Under the property’s current zoning, only retail could be built on all 42,000 square feet. But the applicant opted instead for two 2,000-square-foot bistros and 17,000 square feet of professional offices, with the 23,000 remaining square feet to be used for retail space.
Mr. Walter told opponents who have been lobbying for a zoning change that the existing zoning was approved as part of the town’s 2004 master plan update. Critics argue that a zoning anomaly dating to 1987, which allows for denser development on this parcel than on its neighbors, should have been addressed before Tuesday’s votes.
Mr. Walter also said that special permit uses must meet a set of criteria under the town code that, if met, make them almost as-of-right uses.
But several speakers said the project doesn’t meet the special permit criteria and should be denied.
Richard Wines of Jamesport said that in order to get a special permit, a project must have some advantages for the community.
“I don’t see any advantages from this project,” he said.

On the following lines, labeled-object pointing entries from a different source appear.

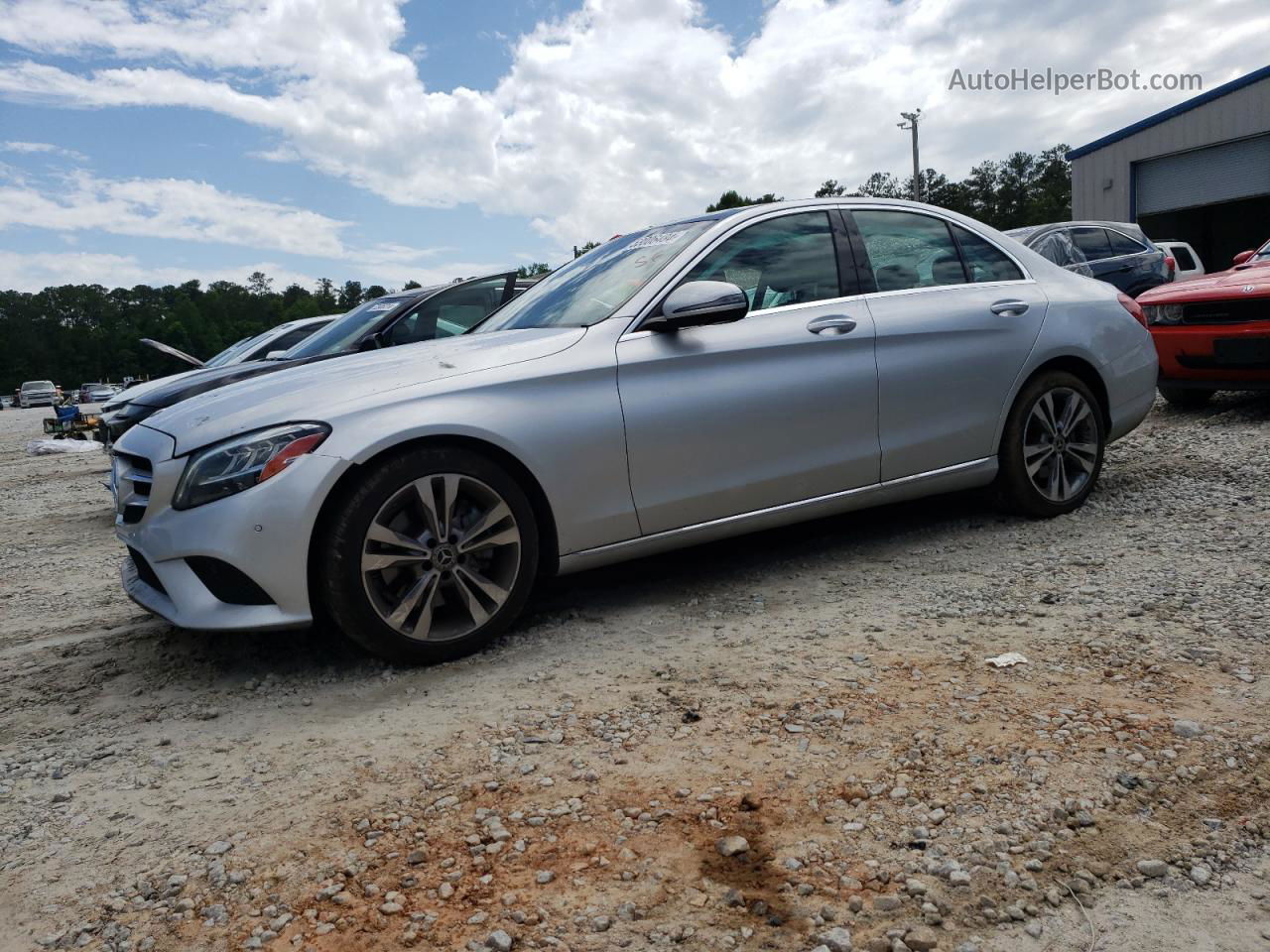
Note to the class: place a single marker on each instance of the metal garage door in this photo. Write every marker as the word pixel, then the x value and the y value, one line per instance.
pixel 1203 177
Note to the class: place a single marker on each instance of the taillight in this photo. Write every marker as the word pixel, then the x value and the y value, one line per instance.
pixel 1132 307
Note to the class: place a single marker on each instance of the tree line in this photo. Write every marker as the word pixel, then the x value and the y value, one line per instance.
pixel 1024 188
pixel 80 333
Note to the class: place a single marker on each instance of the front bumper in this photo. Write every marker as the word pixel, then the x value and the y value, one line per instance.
pixel 1192 356
pixel 262 534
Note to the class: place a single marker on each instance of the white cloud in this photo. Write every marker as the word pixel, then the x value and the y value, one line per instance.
pixel 627 111
pixel 41 149
pixel 169 208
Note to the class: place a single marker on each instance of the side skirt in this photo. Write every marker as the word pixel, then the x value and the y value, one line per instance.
pixel 951 479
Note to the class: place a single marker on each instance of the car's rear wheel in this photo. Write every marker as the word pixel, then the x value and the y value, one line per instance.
pixel 1185 398
pixel 1052 447
pixel 431 555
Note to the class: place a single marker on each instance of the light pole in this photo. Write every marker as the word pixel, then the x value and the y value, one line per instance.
pixel 917 175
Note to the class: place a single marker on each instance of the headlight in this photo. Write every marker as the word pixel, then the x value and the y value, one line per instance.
pixel 238 463
pixel 1164 313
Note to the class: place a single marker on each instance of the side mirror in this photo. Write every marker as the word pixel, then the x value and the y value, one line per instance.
pixel 699 302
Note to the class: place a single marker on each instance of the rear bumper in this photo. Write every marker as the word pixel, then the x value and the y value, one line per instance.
pixel 1189 356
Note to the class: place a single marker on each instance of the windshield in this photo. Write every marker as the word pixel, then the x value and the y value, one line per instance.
pixel 230 352
pixel 592 287
pixel 348 330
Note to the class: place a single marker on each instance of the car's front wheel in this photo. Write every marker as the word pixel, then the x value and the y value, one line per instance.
pixel 1052 447
pixel 1187 398
pixel 430 556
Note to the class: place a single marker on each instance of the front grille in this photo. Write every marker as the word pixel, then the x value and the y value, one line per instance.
pixel 1227 311
pixel 227 583
pixel 145 571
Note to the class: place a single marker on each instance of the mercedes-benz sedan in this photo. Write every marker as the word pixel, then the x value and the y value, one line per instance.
pixel 679 384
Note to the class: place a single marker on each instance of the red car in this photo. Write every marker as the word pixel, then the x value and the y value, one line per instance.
pixel 1213 333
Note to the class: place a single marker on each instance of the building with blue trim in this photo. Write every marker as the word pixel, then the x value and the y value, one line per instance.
pixel 1198 172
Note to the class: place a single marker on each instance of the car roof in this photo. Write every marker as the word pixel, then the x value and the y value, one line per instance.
pixel 1087 223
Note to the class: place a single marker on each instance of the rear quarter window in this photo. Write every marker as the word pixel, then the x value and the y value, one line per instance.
pixel 1124 245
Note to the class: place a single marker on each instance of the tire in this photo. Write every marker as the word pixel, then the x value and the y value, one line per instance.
pixel 1185 398
pixel 407 589
pixel 1042 494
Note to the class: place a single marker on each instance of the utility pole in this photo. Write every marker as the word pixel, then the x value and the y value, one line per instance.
pixel 917 167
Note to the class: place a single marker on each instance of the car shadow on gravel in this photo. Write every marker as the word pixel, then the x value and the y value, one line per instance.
pixel 177 656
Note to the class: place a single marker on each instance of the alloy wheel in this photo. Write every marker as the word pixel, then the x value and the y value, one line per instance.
pixel 1061 444
pixel 441 557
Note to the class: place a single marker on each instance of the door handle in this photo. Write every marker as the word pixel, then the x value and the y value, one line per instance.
pixel 834 324
pixel 1008 307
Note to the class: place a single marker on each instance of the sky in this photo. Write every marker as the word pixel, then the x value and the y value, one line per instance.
pixel 157 141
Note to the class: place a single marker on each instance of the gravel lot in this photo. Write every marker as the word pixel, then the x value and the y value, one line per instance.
pixel 783 742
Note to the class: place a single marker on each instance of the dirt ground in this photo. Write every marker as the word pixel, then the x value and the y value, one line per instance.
pixel 820 692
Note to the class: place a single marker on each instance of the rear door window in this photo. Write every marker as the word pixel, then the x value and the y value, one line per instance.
pixel 448 312
pixel 1093 243
pixel 984 261
pixel 910 250
pixel 785 261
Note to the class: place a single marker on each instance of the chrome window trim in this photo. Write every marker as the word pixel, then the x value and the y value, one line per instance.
pixel 738 226
pixel 765 311
pixel 928 289
pixel 740 518
pixel 631 327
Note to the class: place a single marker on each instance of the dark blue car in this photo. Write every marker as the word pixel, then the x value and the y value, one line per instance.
pixel 1118 253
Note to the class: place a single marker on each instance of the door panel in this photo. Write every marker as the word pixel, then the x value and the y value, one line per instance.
pixel 733 417
pixel 945 366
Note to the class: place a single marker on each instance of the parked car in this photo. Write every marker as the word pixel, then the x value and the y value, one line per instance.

Larry Simms, a part-time South Jamesport resident, said tax revenues have been cited by some as an advantage of the special permit uses, but the applicant’s own environmental impact study says taxes will be the same with or without the special permit uses.
Mr. Simms said that, according to the applicant’s environmental study, the permitted uses of the land also would generate the same number of jobs, generate less sewage and use less water than the special permit uses. The bistros also would have the potential of generating odors that the retail use would not, he said.
Georgette Keller, president of the Jamesport-South Jamesport Civic Association and organizer of the Save Main Road group — which opposes both Village at Jamesport and the Peconic YMCA’s proposed Aquebogue site — insisted that the project’s traffic impact is understated in the applicant’s environmental impact study, and that without an added condition prohibiting fast food restaurants, the town’s definition of a bistro could permit a McDonald’s.
“I am madder than a queen bee in a hornet’s nest today,” she said.
Ms. Keller also suggested the town put a condition in the special use permit approvals prohibiting the applicant from seeking tax exemptions from the Industrial Development Agency.
Harold “Duffy” Griffiths, who owns Duffy’s Deli on Main Road in Jamesport, expressed concern that the town resolution wasn’t holding the applicant to a pledge they had made to allow a cross easement that would allow cars to go from the new parking lot at Village at Jamesport to the parking area behind Main Road stores to the immediate east. He said the special permit approvals essentially leave that out, granting Jul-Bet Enterprises zoning that would undercut the existing stores in Jamesport.
Ms. Keller also suggested that some business owners might be too intimidated to speak out against the project because of Mr. Klein’s “relationship” with town building inspector Sharon Klos, a relationship Mr. Klein has acknowledged.
Tom Kowalsick, who lives right next to the proposed project, raised concerns about noise and odors from the bistros.
The Town Board ultimately did agree to add two conditions suggested by speakers Tuesday.
One requires the applicant to offer a cross-access easement to the properties to the east to allow cars to go from the Village at Jamesport parking lot to the lots behind the Main Road stores without having to exit onto Main Road. The other condition requires the bistros to be limited to providing food service through wait staff, as opposed to fast food.